The availability of DPAs to address alleged corporate wrongdoing is potentially an extremely important development for the Canadian enforcement regime. Pursuing serious corporate wrongdoing typically requires the deployment of a very significant amount of resources; indeed, white collar investigations often require gathering and reviewing vast amounts of electronic and paper records, analyzing complex financial data, and to the extent the wrongdoings are international in scope, co-ordination with foreign law enforcement agencies (often against a politically charged back-drop). The limits of law enforcement budgets in Canada are well-documented, and from a practical perspective, the availability of DPAs is likely to help ameliorate some of the strain on law enforcement resources by providing a means resolve corporate prosecutions without having to bear the enormous demands associated with pursing every case to trial (or else abandoning them entirely). Indeed, the resources released by these resolutions might then be deployed to investigate and pursue a larger number of potential cases, helping to generate greater enforcement momentum, which in turn may help to increase awareness and vigilance in the Boardroom.
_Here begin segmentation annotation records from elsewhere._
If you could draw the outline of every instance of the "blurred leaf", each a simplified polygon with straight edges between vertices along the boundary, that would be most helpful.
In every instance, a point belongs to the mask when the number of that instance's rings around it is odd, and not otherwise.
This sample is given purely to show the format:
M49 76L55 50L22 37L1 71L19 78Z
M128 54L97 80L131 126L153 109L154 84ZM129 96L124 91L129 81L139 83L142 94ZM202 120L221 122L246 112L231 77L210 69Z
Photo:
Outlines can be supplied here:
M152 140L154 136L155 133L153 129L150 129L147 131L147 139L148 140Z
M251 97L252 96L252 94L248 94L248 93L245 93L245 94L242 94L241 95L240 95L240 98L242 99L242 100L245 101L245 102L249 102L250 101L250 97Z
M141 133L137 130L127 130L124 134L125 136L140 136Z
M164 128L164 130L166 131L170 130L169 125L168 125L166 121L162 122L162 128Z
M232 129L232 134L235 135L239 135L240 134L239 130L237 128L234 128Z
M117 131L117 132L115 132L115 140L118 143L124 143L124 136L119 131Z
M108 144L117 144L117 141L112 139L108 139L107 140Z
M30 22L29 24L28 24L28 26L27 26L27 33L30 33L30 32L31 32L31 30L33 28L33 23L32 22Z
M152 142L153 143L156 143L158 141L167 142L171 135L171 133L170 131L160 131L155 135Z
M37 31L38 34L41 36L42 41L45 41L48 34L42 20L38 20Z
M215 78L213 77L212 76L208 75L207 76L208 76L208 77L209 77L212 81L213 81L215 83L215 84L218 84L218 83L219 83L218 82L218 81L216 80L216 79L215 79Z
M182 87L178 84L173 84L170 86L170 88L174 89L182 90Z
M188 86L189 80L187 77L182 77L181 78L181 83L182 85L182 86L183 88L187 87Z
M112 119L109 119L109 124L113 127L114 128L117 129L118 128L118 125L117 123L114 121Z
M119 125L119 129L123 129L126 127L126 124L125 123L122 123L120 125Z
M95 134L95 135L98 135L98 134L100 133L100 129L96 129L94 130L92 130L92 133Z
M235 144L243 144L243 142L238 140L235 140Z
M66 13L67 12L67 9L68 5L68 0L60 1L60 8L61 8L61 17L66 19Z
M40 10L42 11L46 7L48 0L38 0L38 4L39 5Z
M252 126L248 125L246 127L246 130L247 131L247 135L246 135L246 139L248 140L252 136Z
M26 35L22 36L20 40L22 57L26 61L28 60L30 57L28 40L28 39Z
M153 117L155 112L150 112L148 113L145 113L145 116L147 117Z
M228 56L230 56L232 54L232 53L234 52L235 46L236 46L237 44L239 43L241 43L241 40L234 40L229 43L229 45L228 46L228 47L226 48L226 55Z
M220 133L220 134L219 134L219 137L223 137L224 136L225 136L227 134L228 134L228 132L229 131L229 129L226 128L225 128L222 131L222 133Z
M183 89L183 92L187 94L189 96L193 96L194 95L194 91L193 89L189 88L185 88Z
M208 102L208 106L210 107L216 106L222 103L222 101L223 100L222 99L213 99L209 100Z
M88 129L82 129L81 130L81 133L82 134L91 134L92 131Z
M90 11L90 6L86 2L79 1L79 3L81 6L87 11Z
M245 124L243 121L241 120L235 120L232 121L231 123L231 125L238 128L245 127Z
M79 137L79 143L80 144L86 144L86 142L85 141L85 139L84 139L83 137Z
In addition to facilitating a more efficient utilization of limited resources to tackle financial crime, the introduction of DPAs also provides a potential opportunity to stimulate a proactive corporate compliance culture in Canada. For example, if the criteria guiding prosecutors and the courts on the use of DPAs recognize significant historic and/or current compliance efforts by the company as a positive factor, it would arguably incentivize companies to invest in compliance infrastructure. Additionally, the availability of DPAs could also be used to encourage self-reporting and/or fulsome co-operation by the company in connection with the Crown’s investigation.
In any event, the introduction of DPAs in Canada is a significant development and will be welcomed by many engaged in corporate compliance activity. The Government can also expect that any model it proposes for the DPA regime will be studied closely.